Progress made on air traffic system, controllers' morale
The Next Generation Air Transportation System (NextGen) will improve airline safety and efficiency and make aviation more environmentally sound, officials say. But it will take years, maybe decades, to implement.
Its progress is coming in small increments.
The program's backbone is a transition from ground-based radar to satellite-based tracking of aircraft, known as ADS-B. The Federal Aviation Administration issued a rule requiring everyone who uses the busiest parts of domestic airspace to be using ADS-B by 2020. In the meantime, the federal contract for building the ground equipment for ADS-B has been awarded and the infrastructure will be in place by 2013, according to the FAA. The system is already online in much of Alaska and is being tested in four areas of the lower 48.
The president's proposed 2012 budget calls for $1.24 billion for NextGen, an increase of more than $370 million from 2010. But overall funding for the FAA is expected to be slashed by 20 percent for the next three years because of general budget constraints, according to a recent report by the Government Accountability Office.
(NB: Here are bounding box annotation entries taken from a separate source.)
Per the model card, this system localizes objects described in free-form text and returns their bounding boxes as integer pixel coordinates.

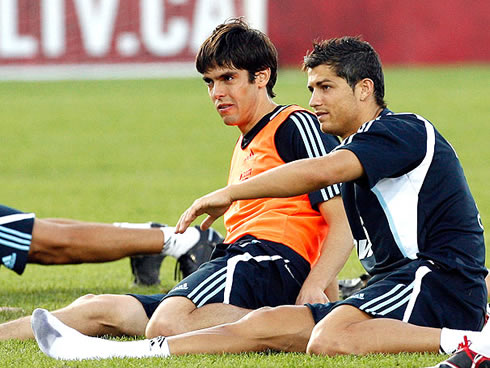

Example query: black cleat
[339,274,371,299]
[174,226,224,280]
[130,222,166,286]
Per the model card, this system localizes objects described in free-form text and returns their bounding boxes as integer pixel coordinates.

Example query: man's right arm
[176,149,364,233]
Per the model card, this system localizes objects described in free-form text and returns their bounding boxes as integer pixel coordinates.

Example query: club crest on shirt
[240,169,252,181]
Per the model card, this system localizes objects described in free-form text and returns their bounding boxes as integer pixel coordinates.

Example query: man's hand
[175,187,233,234]
[296,281,330,305]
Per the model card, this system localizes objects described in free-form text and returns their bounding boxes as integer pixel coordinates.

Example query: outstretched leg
[0,294,148,340]
[31,309,168,360]
[32,306,314,360]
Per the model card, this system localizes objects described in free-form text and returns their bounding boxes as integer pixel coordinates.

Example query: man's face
[203,67,262,134]
[308,65,362,138]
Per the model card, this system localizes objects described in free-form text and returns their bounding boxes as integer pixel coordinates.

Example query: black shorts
[306,260,487,331]
[0,205,35,275]
[132,236,310,316]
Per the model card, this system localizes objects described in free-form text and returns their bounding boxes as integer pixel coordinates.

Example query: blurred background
[0,0,490,80]
[0,0,490,367]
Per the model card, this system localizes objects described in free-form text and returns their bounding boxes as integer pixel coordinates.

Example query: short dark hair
[303,36,386,108]
[196,18,277,97]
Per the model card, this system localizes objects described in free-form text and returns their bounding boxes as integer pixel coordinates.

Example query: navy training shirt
[337,109,487,277]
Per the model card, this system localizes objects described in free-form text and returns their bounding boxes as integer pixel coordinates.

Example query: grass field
[0,66,490,367]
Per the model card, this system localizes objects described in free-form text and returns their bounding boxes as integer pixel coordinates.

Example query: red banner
[0,0,490,79]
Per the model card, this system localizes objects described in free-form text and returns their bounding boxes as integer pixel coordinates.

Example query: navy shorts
[306,260,487,331]
[128,294,167,319]
[0,205,35,275]
[132,235,310,317]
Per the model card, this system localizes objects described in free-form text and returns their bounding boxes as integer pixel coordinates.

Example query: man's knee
[28,219,77,265]
[306,324,369,356]
[237,307,277,339]
[145,297,196,339]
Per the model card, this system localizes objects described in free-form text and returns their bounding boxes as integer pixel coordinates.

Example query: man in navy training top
[33,37,490,367]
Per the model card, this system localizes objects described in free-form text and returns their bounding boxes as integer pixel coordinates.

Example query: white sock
[471,322,490,357]
[31,309,170,360]
[112,222,151,229]
[439,327,480,354]
[160,226,201,258]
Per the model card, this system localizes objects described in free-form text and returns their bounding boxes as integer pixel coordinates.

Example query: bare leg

That report also said that some aspects of NextGen have been delayed, which has already resulted in cost overruns. As the government falls behind on funding and implementation, the airlines have little incentive to invest in technologies that will comply with the new system, the GAO said.
"That industry skepticism, which we have found lingers today, could delay the time when significant NextGen benefits—such as increased capacity and more direct, fuel-saving routing—are realized,” the GAO report says.
John Cox, a former airline pilot who is now an air safety consultant, said there is no question that NextGen has fallen behind schedule, but he blames the bureaucratic process more than the White House.
"So many different committees and groups working on it leads to the easiest decision being indecision, and I think that has mired it down,” Cox said. "The administration's doing what it can.”
As for restoring morale and improving working conditions for air traffic controllers, a spokesman for their union says relations with the FAA are greatly improved after years of acrimony under the Bush administration.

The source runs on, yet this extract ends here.